Updated

Yemen is holding 85 detainees suspected of links to Usama bin Laden's Al Qaeda terror network, the country's state-run news agency reported Thursday.

The SABA news agency quoted an unnamed security source who said some of those being held are also suspected of links to the Yemeni Islamic Jihad movement. The source said the suspects were being questioned and that some of them are accused of carrying out illegal acts. The report did not elaborate.

A team of Yemeni officials returned from Guantanamo Bay, Cuba, on Wednesday after interviewing 69 Yemenis who are among hundreds of suspected Al Qaeda and Taliban fighters being held at a U.S. military facility there, the 26 September newspaper reported Thursday.

There were no further details and team members were not immediately available for comment.

On Wednesday, the leader of the Islamic opposition party, Sheik Abdullah al-Ahmar, said in an interview with the pan-Arab newspaper Al Hayat, that detainees in Yemen numbered hundreds or maybe thousands.

But al-Ahmar was also quoted as saying that there were no terrorist groups in Yemen linked to Al Qaeda "because we are a society that condemns terrorism and rejects extremism."

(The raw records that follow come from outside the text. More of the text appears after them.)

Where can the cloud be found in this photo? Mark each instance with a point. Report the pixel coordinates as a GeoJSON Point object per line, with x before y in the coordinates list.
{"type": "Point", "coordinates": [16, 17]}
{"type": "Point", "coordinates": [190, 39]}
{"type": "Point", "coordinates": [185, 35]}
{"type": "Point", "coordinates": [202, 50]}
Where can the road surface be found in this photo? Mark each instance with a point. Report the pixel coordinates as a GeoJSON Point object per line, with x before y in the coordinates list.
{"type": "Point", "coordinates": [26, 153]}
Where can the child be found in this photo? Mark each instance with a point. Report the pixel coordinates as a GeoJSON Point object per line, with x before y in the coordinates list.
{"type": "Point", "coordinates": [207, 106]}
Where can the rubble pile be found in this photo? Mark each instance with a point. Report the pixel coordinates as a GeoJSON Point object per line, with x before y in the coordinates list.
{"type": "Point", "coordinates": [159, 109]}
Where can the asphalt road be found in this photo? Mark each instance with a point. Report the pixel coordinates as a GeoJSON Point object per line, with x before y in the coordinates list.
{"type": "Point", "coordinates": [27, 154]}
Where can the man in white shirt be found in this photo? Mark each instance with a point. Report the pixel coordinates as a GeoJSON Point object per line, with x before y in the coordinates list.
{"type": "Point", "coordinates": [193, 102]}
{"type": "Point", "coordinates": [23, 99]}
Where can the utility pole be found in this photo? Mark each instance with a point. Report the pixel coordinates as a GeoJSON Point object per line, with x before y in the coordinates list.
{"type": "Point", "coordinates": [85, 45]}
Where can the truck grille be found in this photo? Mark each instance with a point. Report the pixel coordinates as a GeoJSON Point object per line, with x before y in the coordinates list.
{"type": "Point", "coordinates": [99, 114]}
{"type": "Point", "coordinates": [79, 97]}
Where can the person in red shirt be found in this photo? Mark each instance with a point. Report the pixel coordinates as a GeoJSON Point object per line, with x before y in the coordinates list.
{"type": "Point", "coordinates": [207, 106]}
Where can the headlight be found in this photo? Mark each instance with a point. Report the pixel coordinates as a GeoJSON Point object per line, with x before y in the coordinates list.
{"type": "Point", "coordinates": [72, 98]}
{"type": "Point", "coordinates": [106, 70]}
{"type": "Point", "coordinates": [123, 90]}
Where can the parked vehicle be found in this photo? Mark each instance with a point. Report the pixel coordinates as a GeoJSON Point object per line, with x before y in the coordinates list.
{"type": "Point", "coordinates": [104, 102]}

Yemen is thought to be the home of hundreds of Arabs who fought against the Soviets in Afghanistan and then returned to the poor and lawless nation on the southern tip of the Arabian Peninsula.

The United States has tried to get Yemen to cooperate on anti-terrorism since the USS Cole was bombed in the Yemeni port of Aden, killing 17 American sailors in October 2000.

Yemen committed itself to joining the war on terrorism following the Sept. 11 attacks and has allowed U.S. forces to enter the country and train its military.